This is a guest post by Colin Beveridge, whom I met through the 2010 Self Employment Telesummit.
I was starting to panic a bit. This was my student’s first remote class. He was already skeptical about the idea of having classes over the internet, and the technology was conspiring against us: he had no microphone. My usual shared whiteboard of choice wasn’t loading. And I simply couldn’t afford to lose this student.
I did what any of us would do: I pressed the mute button and swore violently for two seconds. I got my breathing under control. And I hit up the Google for another solution.
Why is it so important to have a whiteboard?
I teach math, but I really can’t think of any type of one-on-one online coaching that couldn’t be supported by a shared whiteboard. It’s particularly useful for math, which is a difficult language to speak and understand clearly – especially when one of you is a fluent native and the other a keen beginner.

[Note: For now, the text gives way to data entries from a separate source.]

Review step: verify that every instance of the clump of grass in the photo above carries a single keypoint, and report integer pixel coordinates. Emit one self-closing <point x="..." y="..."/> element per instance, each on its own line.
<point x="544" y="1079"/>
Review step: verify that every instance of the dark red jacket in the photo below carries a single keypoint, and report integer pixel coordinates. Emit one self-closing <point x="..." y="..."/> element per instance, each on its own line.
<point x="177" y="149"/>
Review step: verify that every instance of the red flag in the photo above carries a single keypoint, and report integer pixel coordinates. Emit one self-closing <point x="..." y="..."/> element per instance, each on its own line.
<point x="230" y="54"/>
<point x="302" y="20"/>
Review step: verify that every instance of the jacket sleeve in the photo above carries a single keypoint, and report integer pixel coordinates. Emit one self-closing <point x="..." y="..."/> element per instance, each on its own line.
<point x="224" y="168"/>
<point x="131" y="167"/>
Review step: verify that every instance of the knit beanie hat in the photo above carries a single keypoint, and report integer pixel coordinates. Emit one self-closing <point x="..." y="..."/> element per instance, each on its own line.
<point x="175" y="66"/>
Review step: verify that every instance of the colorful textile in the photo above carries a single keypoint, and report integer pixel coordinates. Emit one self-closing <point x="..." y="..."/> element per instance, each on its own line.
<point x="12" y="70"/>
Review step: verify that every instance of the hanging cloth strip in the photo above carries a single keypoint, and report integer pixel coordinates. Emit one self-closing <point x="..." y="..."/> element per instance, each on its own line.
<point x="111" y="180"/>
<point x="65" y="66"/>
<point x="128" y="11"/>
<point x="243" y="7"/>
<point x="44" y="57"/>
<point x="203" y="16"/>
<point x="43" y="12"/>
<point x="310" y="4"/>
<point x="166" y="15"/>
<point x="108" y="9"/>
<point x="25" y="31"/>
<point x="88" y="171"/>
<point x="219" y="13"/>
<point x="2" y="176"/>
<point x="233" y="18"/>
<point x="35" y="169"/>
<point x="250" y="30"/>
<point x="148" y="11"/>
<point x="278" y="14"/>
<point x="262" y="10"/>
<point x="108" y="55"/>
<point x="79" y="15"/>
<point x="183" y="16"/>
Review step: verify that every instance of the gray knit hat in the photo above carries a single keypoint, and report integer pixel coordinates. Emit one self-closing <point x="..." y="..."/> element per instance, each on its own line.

There are a hundred ways to use a shared whiteboard in a class, a call or a meeting, including:
- engaging the visual learning side of a student’s brain
- working together on problems
- making questions and exercises explicit and unambiguous
- being able to take and share notes
- being able to quickly erase and correct mistakes
- having a shared, common record of the call
- being able to read my handwriting…
Why whiteboards?
Whiteboards became an essential part of my problem-solving toolkit during my PhD, when my office had the biggest whiteboard known to the math department, and my office-mates didn’t seem to want to use it. I thought it was a waste of a wall not to try it out – especially as my project involved more sketching than it did equations.
I don’t know whether it was working vertically, or being able to undo much more easily than on paper, or just the jolt of moving to a different medium, but working at the board gave me breakthrough after breakthrough.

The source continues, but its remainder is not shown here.